# Prostatakrebs > Active Surveillance >  Wie Verdobblungszeit ausrechnen

## Andyw204

Ich bekomme das nicht hin die Verdopplungszeit auszurechnen.PSA
2.6 in 3Jahren und 9 Monate auf 4,5 gestiegen.Prostatavolumen 32 cccm. Was würde da rauskommen? Mit freundlichen Grüßen Andy

----------


## Georg_

Mit diesem Rechner https://www.labor-limbach.de/laborre...dopplungszeit/ ergibt sich:

----------


## RalfDm

Hallo Andy,

*hier* kommst Du zu zwei Excel-Tabellen, die Dir die Verdoppelungszeit zwischen zwei Daten bzw. eine Folge von Verdoppelungszeiten ausrechen. Such Dir aus, was Du brauchst.

Ralf

----------


## Andyw204

Was sagt sowas aus und spielt das Volumen keine Rolle bei ein bestimmtes Alter?Mit freundlichen Grüßen

----------


## Barnold

Hallo Andy,
wie Georg Dir ausgerechnet hat, hast Du eine Verdoppelungszeit von 4,7 Jahren, mit anderen Worten : mit rund 81 Jahren wäre Dein PSA-Wert dann bei 9 ng/ml, falls Du nichts mehr dagegen tun willst.
Gruß
Arnold

----------


## Andyw204

Hallo Arnold!Danke für deine Antwort.Muß ja im Februar wieder eine PSA Messung machen dann ist das Jahr rum. mpMRT wurde nichts gefunden und bei der anschließenden Biobsie mit 14 Stanzen auch nichts.Festgestellt wurde eine Hypoplasie .Darum fragte ich mal nach wie das berechnet wird 2016 Februar 2,6 und November 2019 4.5.

----------


## buschreiter

Hallo, ich möchte gerne auf eine Abhandlung verweisen, die vielleicht Licht ins Dunkle der PSA-Bestimmung bringen kann. Wenn mich nicht alles täuscht, konnte man Herrn Glättli bitten, eine Einschätzung aus Sicht eines Physikers/Mathematikers zu geben. Ich finde diese Abhandlung extrem spannend, so denn die Datenlage ausreichend ist: https://myprostate.eu/upload/documen...8987061948.pdf

Viele Grüße und einen guten Rutsch

Achim

----------


## W. Werner

> Ich bekomme das nicht hin die Verdopplungszeit auszurechnen.
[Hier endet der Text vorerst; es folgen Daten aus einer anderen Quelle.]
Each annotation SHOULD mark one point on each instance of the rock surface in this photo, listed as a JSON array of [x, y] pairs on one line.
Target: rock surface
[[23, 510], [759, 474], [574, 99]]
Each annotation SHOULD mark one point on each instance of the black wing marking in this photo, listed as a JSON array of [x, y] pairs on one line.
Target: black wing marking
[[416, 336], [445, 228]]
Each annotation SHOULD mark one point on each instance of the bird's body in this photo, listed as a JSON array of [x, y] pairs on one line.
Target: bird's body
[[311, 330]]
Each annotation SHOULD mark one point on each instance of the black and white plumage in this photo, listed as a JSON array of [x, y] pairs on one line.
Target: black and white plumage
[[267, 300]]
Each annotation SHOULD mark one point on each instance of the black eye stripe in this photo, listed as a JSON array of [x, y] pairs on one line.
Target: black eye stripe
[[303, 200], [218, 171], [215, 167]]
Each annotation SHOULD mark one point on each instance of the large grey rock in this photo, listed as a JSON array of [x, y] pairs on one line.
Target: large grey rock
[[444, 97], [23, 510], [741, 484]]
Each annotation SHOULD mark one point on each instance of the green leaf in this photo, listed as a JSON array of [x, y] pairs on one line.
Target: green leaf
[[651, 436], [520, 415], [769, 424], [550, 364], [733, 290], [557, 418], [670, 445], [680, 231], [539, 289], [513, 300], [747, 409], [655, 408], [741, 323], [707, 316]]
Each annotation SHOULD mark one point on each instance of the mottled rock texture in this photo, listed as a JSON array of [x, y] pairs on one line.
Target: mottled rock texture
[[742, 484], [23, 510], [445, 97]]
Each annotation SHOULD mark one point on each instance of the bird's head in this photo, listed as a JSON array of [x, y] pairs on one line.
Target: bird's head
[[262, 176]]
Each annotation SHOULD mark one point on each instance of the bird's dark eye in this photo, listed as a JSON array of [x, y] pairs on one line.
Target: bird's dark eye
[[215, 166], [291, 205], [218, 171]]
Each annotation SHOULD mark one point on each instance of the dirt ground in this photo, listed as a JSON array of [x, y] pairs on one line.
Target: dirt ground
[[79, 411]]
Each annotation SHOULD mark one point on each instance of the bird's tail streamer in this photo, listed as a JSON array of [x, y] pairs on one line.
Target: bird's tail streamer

Spar Dir die Arbeit: Lege Dir einen Account bei myprostate.eu an und trage da Deine Werte ein. Den Rest besorgt die webseite!
Die von buschreiter empfohlene Ausarbeitung von Herrn Glättli kann ich ebenfalls wärmstens empfehlen.

----------


## MartinWK

Achim, die Ideen von Glättli sind gut, aber die Erhebung der nötigen Daten ist aufwendig (ziemlich genaue Volumenbestimmung: erfordert Volumetrie anhand MRT; einige vergleichbare PSA-Meßwerte: erfordert korrektes Verhalten 2-3 Tage vor Abnahme, und Abnahme mehrmals in kürzeren Intervallen). Für die Primärdiagnose überfordert das Arzt und System. Überdies: gefährliche PCa haben eher niedriges PSA und entwickeln sich schnell: ein Screeningrhythmus von 1-3 Jahren reicht dann nicht, um exponentielle Verläufe zu erkennen. Doch wer macht bei niedrigen PSA-Werten in 1-2 Monaten einen 2. Test? Das wäre auch in 99% der Fälle unnötig. Es würden also eher die PCa mit niedrigem oder mittlerem Risiko bei einem Glättli-Screening auffallen, die dann vielleicht noch früher eine Therapie erhielten, viele mit Nutzen/Schaden-Verhältnis kleiner 1.

Zur Rezidivdiagnostik nach RPE mag eine genauere PS-VZ als nach der trivialen Formel hilfreich sein, dann wäre aber zu beweisen, dass sie besser mit dem tatsächlichen Verlauf korreliert als die herkömmliche VZ. Und Hinweise für eine konkrete Therapie gibt sie nicht; dafür haben wir heutzutage PSMA, diverse andere Bildgebungen, Bestimmung von Krebsfaktoren auf zellulärer Ebene, Analyse von CTCs, ...

----------


## buschreiter

> Achim, die Ideen von Glättli sind gut, aber die Erhebung der nötigen Daten ist aufwendig (ziemlich genaue Volumenbestimmung: erfordert Volumetrie anhand MRT; einige vergleichbare PSA-Meßwerte: erfordert korrektes Verhalten 2-3 Tage vor Abnahme, und Abnahme mehrmals in kürzeren Intervallen). Für die Primärdiagnose überfordert das Arzt und System. Überdies: gefährliche PCa haben eher niedriges PSA und entwickeln sich schnell: ein Screeningrhythmus von 1-3 Jahren reicht dann nicht, um exponentielle Verläufe zu erkennen. Doch wer macht bei niedrigen PSA-Werten in 1-2 Monaten einen 2. Test? Das wäre auch in 99% der Fälle unnötig. Es würden also eher die PCa mit niedrigem oder mittlerem Risiko bei einem Glättli-Screening auffallen, die dann vielleicht noch früher eine Therapie erhielten, viele mit Nutzen/Schaden-Verhältnis kleiner 1.
> 
> Zur Rezidivdiagnostik nach RPE mag eine genauere PS-VZ als nach der trivialen Formel hilfreich sein, dann wäre aber zu beweisen, dass sie besser mit dem tatsächlichen Verlauf korreliert als die herkömmliche VZ. Und Hinweise für eine konkrete Therapie gibt sie nicht; dafür haben wir heutzutage PSMA, diverse andere Bildgebungen, Bestimmung von Krebsfaktoren auf zellulärer Ebene, Analyse von CTCs, ...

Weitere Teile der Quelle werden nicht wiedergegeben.